If elected, Barton would spend her first 100 days “working on visiting most of the facilities. I would meet a lot more of the faculty and the students so I would have a better idea of who we are. Who is COS? It’s easy to lose track of who you work for.”
If re-elected, Sherman noted that the first 100 days of his third term would likely include COS getting off its warning status for accreditation. “Settling with the union would also be nice.”
When asked about the connection between COS and the community, Barton said, “It’s been sort of an eye-opener to me to find out what is going on in students’ minds and hearts. What I find is people who have a dream and have a family behind them and the will to succeed.”
Tootle then read a question about how COS might become more energy and water-efficient.
“One thing we’re doing right now is we’re considering putting solar on the Visalia campus and also on the Tulare campus,” said Sherman. “As far as water, one of the neighbors was complaining to me that we weren’t saving enough water as good citizens.”
Barton was asked what she imagined being proudest of if she served eight years on the board. She responded, “To have been able to complete some of the buildings on the Tulare and Hanford campuses, and to fulfill some of the projects that are just getting started.”
Replying to a question about her toughest decision in public office, Barton talked about her city council vote about the zoning of a proposed school on church property in an approach zone near the Visalia Airport. “The council chambers were packed; the hallway was packed. When the vote was taken, it was 4-1, and I was the ‘1.’ I was booed, but I thought it was valuable to protect children from being in an airport approach zone.”

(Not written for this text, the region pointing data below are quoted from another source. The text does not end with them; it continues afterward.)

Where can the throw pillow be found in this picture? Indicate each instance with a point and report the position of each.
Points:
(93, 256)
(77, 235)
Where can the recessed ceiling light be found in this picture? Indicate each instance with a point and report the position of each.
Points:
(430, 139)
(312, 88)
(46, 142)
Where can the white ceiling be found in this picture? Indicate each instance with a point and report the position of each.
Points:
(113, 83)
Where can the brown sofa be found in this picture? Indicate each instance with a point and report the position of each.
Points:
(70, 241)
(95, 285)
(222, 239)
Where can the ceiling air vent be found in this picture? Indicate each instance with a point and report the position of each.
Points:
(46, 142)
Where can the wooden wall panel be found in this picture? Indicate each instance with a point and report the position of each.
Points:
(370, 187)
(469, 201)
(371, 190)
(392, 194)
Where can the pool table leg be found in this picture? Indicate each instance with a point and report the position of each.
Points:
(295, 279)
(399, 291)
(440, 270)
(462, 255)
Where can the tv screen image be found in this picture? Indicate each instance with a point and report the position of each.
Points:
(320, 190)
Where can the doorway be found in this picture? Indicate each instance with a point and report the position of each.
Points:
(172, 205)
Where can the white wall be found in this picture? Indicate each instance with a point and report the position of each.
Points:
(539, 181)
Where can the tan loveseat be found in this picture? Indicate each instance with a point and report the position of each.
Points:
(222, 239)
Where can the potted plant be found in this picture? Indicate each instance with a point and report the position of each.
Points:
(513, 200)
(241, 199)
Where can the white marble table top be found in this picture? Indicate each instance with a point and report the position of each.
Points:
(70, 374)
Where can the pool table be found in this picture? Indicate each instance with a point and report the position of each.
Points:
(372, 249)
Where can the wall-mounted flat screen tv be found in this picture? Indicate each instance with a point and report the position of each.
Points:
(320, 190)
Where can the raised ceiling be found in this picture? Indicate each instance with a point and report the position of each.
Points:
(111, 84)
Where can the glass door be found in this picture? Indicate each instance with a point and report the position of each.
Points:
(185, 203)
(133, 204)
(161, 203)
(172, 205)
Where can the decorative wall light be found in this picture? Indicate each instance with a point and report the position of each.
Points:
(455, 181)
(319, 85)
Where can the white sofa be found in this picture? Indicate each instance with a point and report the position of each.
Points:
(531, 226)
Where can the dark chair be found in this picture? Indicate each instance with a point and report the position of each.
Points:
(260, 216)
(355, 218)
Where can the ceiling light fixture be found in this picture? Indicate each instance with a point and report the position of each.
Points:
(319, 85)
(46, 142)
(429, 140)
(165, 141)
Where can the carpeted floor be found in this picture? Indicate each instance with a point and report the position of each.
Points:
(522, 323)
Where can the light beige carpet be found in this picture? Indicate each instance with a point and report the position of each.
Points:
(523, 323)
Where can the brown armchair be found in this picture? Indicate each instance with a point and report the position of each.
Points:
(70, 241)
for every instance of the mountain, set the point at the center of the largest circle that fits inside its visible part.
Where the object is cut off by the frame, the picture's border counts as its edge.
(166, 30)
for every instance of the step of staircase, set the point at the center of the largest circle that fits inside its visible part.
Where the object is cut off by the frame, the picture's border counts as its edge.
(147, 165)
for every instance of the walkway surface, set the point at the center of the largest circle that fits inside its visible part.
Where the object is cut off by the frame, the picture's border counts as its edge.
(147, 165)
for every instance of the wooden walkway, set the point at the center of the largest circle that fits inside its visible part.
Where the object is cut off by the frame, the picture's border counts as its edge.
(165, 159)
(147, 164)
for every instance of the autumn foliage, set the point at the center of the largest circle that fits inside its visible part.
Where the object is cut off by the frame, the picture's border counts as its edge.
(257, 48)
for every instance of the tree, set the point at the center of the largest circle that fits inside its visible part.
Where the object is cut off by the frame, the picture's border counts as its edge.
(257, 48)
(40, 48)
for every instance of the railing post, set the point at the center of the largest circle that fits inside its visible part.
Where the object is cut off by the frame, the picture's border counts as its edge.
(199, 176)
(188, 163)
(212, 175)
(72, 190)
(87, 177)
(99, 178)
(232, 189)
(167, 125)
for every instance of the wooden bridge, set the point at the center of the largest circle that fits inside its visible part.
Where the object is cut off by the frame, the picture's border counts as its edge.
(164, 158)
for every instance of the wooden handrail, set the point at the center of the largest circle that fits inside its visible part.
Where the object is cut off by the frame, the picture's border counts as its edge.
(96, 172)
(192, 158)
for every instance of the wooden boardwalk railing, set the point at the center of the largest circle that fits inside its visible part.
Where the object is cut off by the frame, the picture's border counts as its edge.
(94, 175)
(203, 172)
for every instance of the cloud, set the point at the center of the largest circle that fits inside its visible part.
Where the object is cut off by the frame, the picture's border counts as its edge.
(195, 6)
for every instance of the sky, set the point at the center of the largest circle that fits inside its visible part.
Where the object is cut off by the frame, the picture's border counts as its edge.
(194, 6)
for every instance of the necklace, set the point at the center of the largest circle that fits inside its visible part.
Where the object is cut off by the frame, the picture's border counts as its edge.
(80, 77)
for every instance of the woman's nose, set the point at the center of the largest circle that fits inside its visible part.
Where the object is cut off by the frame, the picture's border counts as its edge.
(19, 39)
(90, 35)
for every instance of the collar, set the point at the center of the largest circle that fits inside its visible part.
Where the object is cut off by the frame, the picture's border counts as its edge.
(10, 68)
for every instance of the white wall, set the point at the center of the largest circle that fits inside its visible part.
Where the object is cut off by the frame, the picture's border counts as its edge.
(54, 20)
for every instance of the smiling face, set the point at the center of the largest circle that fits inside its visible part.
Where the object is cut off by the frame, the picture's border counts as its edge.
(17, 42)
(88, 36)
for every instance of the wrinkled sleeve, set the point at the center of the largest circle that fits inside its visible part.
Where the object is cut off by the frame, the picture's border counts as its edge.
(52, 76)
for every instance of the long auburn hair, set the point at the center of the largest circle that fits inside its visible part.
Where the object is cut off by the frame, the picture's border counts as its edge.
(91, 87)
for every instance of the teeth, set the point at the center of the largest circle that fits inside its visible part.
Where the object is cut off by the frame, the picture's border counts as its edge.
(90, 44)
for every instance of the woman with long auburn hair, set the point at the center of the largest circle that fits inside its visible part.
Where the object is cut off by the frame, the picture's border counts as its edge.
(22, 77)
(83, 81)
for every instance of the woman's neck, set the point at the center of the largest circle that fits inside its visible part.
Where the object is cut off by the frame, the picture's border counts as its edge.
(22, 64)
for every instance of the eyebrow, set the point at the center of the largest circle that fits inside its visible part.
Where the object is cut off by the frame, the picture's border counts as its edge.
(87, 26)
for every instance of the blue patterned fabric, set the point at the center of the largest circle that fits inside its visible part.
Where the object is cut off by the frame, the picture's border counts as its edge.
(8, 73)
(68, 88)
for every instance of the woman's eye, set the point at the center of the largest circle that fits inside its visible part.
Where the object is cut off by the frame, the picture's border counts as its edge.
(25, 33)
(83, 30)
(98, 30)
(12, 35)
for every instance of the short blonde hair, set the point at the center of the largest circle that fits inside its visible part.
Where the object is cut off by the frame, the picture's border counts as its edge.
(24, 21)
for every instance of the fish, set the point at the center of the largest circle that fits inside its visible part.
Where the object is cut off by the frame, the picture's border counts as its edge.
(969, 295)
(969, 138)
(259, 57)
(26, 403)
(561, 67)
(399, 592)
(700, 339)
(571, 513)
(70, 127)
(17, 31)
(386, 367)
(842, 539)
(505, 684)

The candidates were then asked about developmental education and ESL (English as a Second Language), and in getting funding for these programs.
Barton talked about her experience writing grant proposals for the City of Visalia. “I think that COS should be looking at this to give another service to our community, but (grants are) never free money. There’s always strings attached.”
Sherman would prefer to use any developmental education and ESL funds to enable local high schools to offer their students the classes necessary to make them college-ready.
To increase the rate of transfers from COS into the University of California system, Barton noted “a disconnect between what courses are taken (at COS) and what courses are needed (by the UC system).”
The Adjunct Faculty Association, which hosted the event, represents 309 part-time contingent faculty at COS.